Беппо-Подметальщик, задумавшийся над вопросом Момо, кивнул и сказал:

– Да, это правда. Оно приближается. Оно уже везде в городе. Я давно заметил.

– Но что? – спросила Момо.

Беппо немного подумал, потом ответил:

– Ничего хорошего.

И добавил после некоторой паузы:

– Становится холодно.

– Ах, брось! – сказал Джиги и положил руку на плечо Момо, утешая ее: – Зато все больше детей приходят сюда.

– Да, поэтому, – сказал Беппо, – поэтому.

– Что ты хочешь сказать? – спросила Момо.

Беппо долго думал и наконец ответил:

– Они приходят не из-за нас. Они ищут прибежища.

Все трое взглянули вниз, на покрытый травой круг в середине амфитеатра, где дети играли с мячом в новую игру, которую только сегодня после обеда придумали.

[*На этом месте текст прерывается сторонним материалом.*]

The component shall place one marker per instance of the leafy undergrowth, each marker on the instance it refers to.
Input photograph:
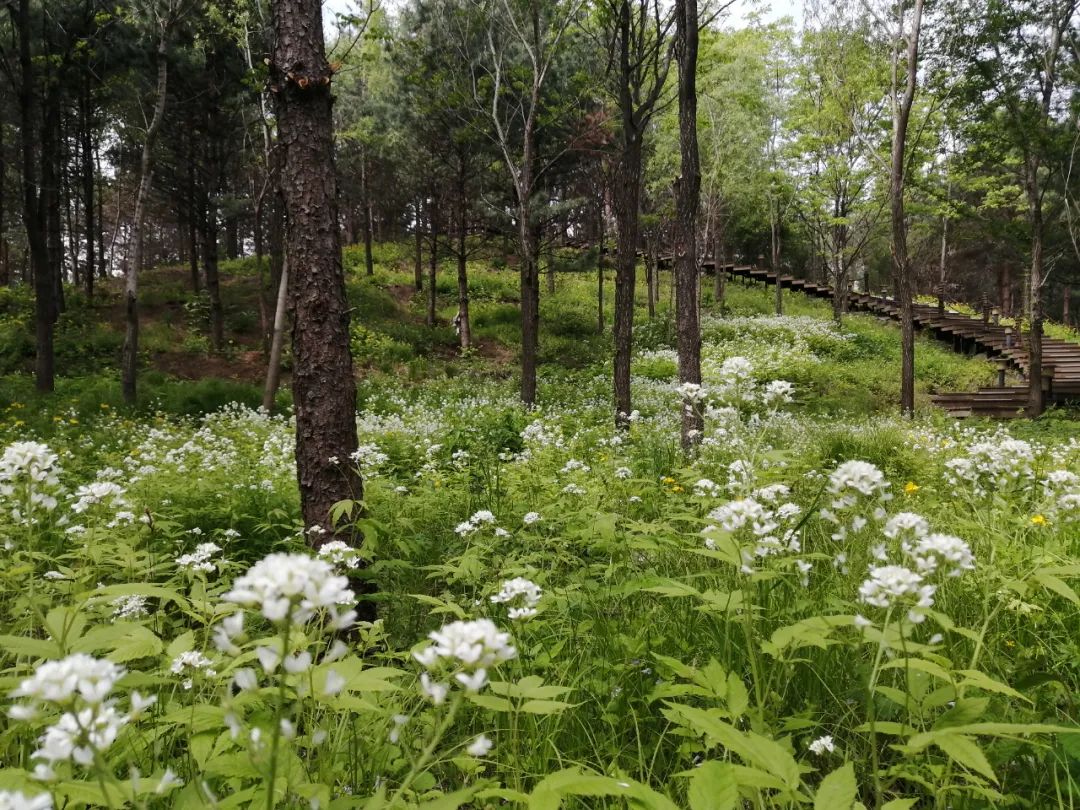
(824, 606)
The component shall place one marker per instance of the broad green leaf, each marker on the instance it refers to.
(713, 786)
(121, 642)
(551, 791)
(837, 791)
(1053, 583)
(24, 646)
(544, 706)
(966, 711)
(753, 748)
(964, 751)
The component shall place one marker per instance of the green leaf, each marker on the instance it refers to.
(963, 712)
(837, 791)
(813, 632)
(183, 643)
(490, 702)
(964, 751)
(551, 791)
(544, 706)
(753, 748)
(121, 642)
(1053, 583)
(713, 786)
(29, 647)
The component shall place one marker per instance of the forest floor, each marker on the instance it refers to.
(823, 604)
(390, 336)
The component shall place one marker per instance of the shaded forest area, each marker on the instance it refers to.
(146, 133)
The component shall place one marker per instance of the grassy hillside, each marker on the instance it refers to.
(389, 336)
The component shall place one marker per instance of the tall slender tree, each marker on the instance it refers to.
(635, 34)
(905, 77)
(324, 389)
(687, 191)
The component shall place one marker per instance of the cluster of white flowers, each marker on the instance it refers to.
(200, 559)
(706, 488)
(889, 585)
(98, 491)
(575, 466)
(691, 393)
(936, 552)
(1061, 489)
(81, 687)
(339, 553)
(522, 594)
(129, 607)
(368, 459)
(822, 745)
(860, 493)
(294, 588)
(464, 650)
(764, 529)
(18, 800)
(193, 661)
(925, 555)
(906, 526)
(993, 464)
(29, 478)
(76, 677)
(477, 522)
(734, 382)
(778, 392)
(538, 434)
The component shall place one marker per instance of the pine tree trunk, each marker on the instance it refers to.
(1036, 400)
(432, 265)
(418, 264)
(464, 329)
(774, 243)
(901, 261)
(719, 265)
(366, 202)
(88, 188)
(599, 274)
(625, 199)
(210, 232)
(130, 355)
(687, 191)
(32, 208)
(324, 389)
(277, 340)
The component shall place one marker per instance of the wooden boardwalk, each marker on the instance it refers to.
(967, 335)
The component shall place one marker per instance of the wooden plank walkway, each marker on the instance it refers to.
(967, 335)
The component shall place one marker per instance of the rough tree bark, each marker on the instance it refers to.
(210, 233)
(85, 113)
(277, 340)
(687, 191)
(324, 389)
(599, 269)
(464, 329)
(130, 354)
(32, 207)
(365, 192)
(418, 264)
(901, 262)
(433, 262)
(625, 199)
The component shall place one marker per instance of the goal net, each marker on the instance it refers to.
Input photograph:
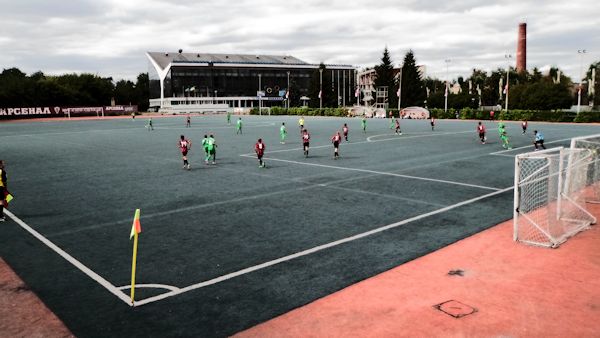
(550, 190)
(592, 179)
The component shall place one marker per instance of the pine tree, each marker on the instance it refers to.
(413, 89)
(385, 77)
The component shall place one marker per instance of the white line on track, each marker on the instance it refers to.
(106, 284)
(313, 250)
(383, 173)
(396, 138)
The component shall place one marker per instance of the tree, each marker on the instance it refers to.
(385, 77)
(413, 89)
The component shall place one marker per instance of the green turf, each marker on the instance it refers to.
(78, 183)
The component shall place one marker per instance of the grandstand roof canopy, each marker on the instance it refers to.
(163, 59)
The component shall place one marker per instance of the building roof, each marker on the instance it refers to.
(163, 59)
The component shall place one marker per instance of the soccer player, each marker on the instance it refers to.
(301, 124)
(3, 190)
(282, 133)
(305, 141)
(149, 126)
(539, 140)
(398, 131)
(363, 123)
(336, 144)
(345, 131)
(205, 146)
(259, 148)
(184, 145)
(504, 136)
(481, 132)
(238, 126)
(212, 150)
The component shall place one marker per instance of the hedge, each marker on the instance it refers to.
(464, 114)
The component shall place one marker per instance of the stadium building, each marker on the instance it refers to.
(196, 82)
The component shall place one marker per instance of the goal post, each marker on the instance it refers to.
(592, 144)
(548, 199)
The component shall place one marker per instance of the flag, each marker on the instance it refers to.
(136, 227)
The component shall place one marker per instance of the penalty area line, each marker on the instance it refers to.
(313, 250)
(106, 284)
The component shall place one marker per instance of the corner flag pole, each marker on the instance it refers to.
(135, 230)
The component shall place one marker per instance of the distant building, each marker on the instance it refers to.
(203, 82)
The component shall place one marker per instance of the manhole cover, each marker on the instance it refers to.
(455, 308)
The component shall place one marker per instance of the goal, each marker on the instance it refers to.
(549, 196)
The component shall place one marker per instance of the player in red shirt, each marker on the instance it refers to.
(345, 131)
(336, 144)
(184, 145)
(259, 148)
(305, 141)
(481, 132)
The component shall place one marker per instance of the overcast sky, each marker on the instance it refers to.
(110, 37)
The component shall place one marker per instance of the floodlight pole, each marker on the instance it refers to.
(580, 52)
(259, 94)
(288, 92)
(507, 87)
(320, 87)
(447, 61)
(400, 90)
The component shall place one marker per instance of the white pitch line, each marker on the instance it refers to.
(529, 146)
(149, 286)
(384, 173)
(362, 142)
(313, 250)
(106, 284)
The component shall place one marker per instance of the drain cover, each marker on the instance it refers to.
(455, 308)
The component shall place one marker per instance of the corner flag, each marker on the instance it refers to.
(136, 228)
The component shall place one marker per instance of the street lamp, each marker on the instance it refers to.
(580, 52)
(320, 87)
(447, 61)
(507, 57)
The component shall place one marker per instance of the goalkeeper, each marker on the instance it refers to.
(503, 136)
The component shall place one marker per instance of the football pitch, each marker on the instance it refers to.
(227, 246)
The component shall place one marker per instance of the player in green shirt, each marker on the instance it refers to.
(238, 126)
(363, 123)
(212, 150)
(282, 133)
(503, 136)
(205, 147)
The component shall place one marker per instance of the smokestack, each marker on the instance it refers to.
(522, 48)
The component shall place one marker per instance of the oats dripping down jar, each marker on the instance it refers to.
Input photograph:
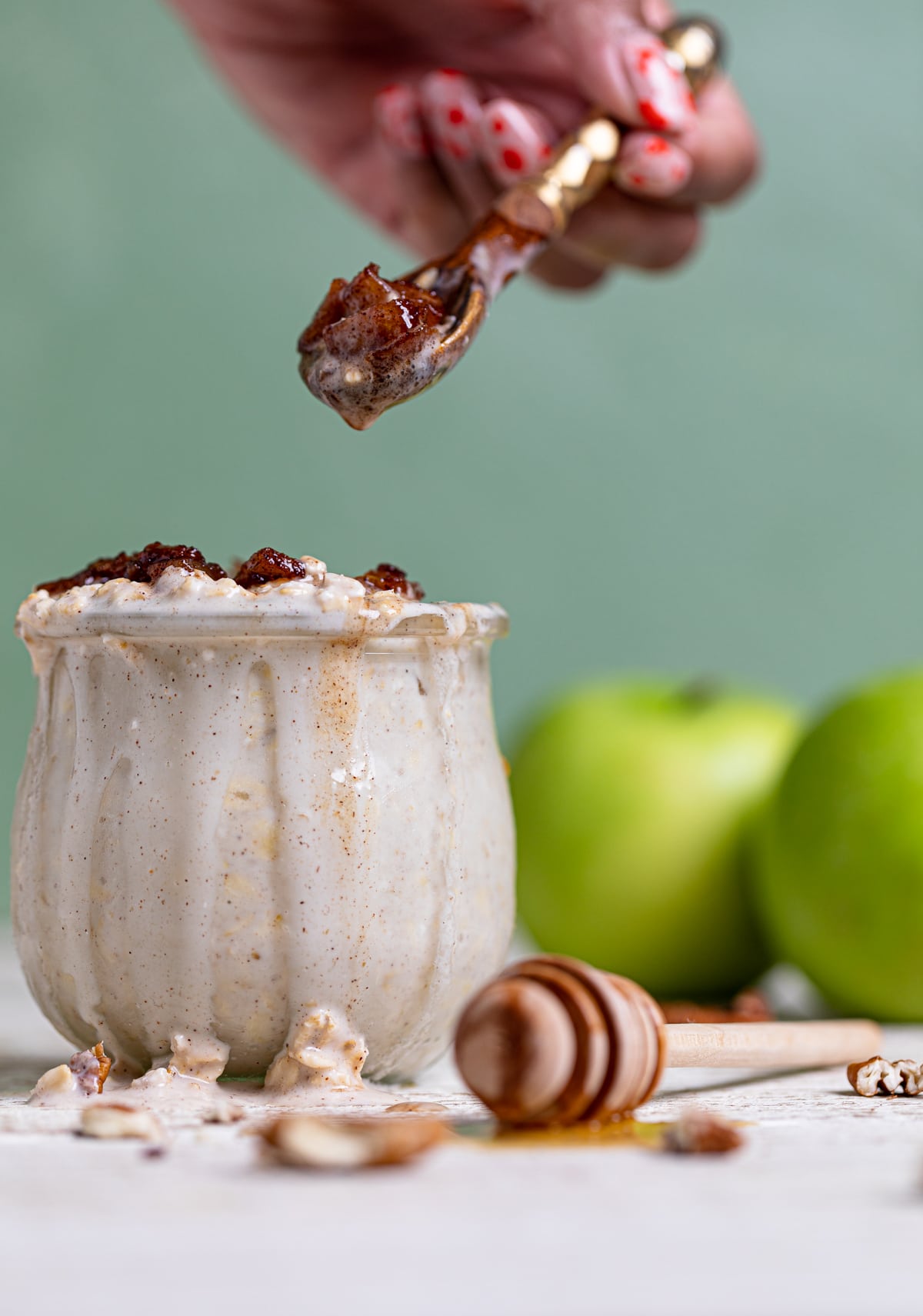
(261, 829)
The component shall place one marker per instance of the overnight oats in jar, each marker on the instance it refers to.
(264, 824)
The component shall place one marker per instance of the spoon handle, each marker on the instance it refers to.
(582, 161)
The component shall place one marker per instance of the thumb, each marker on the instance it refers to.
(618, 62)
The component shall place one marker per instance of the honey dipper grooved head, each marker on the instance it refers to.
(555, 1041)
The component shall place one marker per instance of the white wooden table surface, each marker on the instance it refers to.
(822, 1212)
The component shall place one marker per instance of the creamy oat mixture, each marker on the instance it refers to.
(261, 828)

Среди них было несколько старых друзей Момо: мальчик в очках, которого звали Паоло, девочка Мария с маленькой сестренкой Деде, толстяк с высоким голосом, по имени Массимо, и мальчик, похожий на беспризорника, которого звали Франко. Там были еще другие дети, которые появились здесь несколько дней тому назад, и еще один маленький мальчик, прибежавший сегодня. Как говорил Джиги: день ото дня их становилось все больше.

Момо готова была радоваться этому. Но большинство детей просто не умели играть. Они сидели недовольные, скучные, молча глядели на Момо и ее друзей. А иногда нарочно мешали играть другим. Нередко возникали споры и драки. Оканчивалось все, конечно, благополучно. Присутствие Момо оказывало действие и на них, и очень скоро они и сами придумывали какую-нибудь игру и весело играли вместе со всеми. Но дело в том, что новенькие появлялись теперь каждый день, они приходили даже издалека – из других частей города. И опять начиналось все сначала. Даже один недовольный может испортить всем настроение.

Но было еще что-то, чего Момо толком не могла понять. И появилось это совсем недавно. Все чаще теперь случалось, что дети приносили с собой различные игрушки, с которыми нельзя было по-настоящему играть. Например, управляемый на расстоянии танк: нажмешь кнопку – он и катится. Больше от него толку не было. Или космическая ракета, которая летала вокруг длинной палки на шнуре – больше с ней нечего было делать. Или маленький робот с горящими глазами – этот ковылял по земле, поворачивая голову, – он тоже ни для чего другого не годился.